Il ne faut voir, dans cette légende créée par la vive imagination des Malais, que la grande difficulté qu’ils avaient à se procurer des anœctochiles. Par quel art, à la suite de combien de j’ournées de patience, est-on parvenu à en transporter quelques espèces en Europe ? Par la simple raison que rien n’est impossible à un ardent collectionneur de plantes rares.

Non loin du détroit de la Sonde, dans l’île Luçon, où se rencontrent de superbes Orchidées, si les légendes sont rares, du moins on y entend des histoires qui, en raison du sujet qui nous occupe, trouveraient ici leur place. Nous n’en voulons citer qu’une seule, relatée souvent devant nous, lorsqu’un Indien, pour se faire bien accueillir de sa brune maîtresse, déposait à ses pieds une brassée de Hang-Hang, feuilles odorantes d’un vert pâle, et fort semblables à celles de la verveine[1].

On était au début de l’occupation espagnole, lorsqu’un Tagale, chef d’une tribu, fut arrêté au moment où, armé de son crish empoisonné, il cherchait à frapper l’un des capitaines européens. On allait fusiller le meurtrier sur place, lorsqu’il vit, à quelques pas de lui une femme jeune et blanche, regardant avec une grande attention des fleurs qui, pour elle, étrangère, étaient certainement nouvelles.

Le Tagale les considéra avec dédain, donnant par là à comprendre à la femme européenne que, dans les montagnes environnantes, il y en avait de plus belles.

— Sous bonne escorte, si vous voulez, donnez-moi quelques jours de répit, et je jure, dit-il à ceux qui l’entouraient, de vous apporter ici la plus odorante des feuilles et la fleur la plus belle de toute la terre.
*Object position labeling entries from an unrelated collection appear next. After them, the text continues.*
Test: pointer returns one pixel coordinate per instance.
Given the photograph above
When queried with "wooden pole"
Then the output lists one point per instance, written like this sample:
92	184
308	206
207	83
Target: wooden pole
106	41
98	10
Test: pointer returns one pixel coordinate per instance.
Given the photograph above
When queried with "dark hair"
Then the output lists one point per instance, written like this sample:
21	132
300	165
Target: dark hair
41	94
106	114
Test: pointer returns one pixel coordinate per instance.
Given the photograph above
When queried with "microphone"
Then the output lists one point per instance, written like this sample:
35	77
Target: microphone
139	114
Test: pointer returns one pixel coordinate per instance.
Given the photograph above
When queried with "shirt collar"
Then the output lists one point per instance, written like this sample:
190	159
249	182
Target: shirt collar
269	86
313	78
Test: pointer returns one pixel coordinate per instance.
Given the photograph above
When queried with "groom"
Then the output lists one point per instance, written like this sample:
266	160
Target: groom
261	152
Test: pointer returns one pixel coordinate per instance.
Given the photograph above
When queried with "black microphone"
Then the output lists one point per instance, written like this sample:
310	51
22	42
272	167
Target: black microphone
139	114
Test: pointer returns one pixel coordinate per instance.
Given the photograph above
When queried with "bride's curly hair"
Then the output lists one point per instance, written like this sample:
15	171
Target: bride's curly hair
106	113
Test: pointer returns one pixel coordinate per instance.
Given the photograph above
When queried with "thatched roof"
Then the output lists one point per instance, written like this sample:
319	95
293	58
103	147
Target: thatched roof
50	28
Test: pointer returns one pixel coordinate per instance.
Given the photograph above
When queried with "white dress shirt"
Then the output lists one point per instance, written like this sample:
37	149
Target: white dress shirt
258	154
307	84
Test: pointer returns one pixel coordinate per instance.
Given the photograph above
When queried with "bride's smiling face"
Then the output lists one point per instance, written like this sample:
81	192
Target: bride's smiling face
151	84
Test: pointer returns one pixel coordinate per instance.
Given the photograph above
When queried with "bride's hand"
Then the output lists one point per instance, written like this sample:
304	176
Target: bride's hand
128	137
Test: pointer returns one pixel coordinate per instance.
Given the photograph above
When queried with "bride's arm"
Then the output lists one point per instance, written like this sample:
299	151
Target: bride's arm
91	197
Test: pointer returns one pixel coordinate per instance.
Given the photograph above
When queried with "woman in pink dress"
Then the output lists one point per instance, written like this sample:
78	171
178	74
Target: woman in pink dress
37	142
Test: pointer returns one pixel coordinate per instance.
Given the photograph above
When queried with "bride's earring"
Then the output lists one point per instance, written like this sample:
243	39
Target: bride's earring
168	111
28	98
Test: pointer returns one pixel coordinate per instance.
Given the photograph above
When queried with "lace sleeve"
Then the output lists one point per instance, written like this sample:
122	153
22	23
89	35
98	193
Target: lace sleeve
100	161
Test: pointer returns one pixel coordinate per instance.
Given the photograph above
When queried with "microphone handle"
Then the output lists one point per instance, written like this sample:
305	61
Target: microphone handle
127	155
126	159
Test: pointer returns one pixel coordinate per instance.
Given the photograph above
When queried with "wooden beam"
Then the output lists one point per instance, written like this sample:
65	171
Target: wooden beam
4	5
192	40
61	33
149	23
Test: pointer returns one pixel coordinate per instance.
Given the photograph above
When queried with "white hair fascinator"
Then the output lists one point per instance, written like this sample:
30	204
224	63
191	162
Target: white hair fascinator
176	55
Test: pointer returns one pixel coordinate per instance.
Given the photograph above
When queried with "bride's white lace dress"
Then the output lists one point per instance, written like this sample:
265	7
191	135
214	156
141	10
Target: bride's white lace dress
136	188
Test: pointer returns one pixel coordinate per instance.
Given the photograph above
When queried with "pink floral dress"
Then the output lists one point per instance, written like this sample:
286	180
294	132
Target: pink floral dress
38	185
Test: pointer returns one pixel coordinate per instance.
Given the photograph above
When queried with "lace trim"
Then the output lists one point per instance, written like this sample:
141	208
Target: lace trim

Il s’exprimait avec une telle apparence de franchise, ses yeux témoignaient d’une telle loyauté, que sa proposition fut acceptée. Il s’élança dans la direction du Marivélès, une montagne voisine de Manille, et, quelques jours après, il en revenait avec une gerbe de Hang-Hang, au centre de laquelle s’épanouissaient

  1. L’Unona odorantissima.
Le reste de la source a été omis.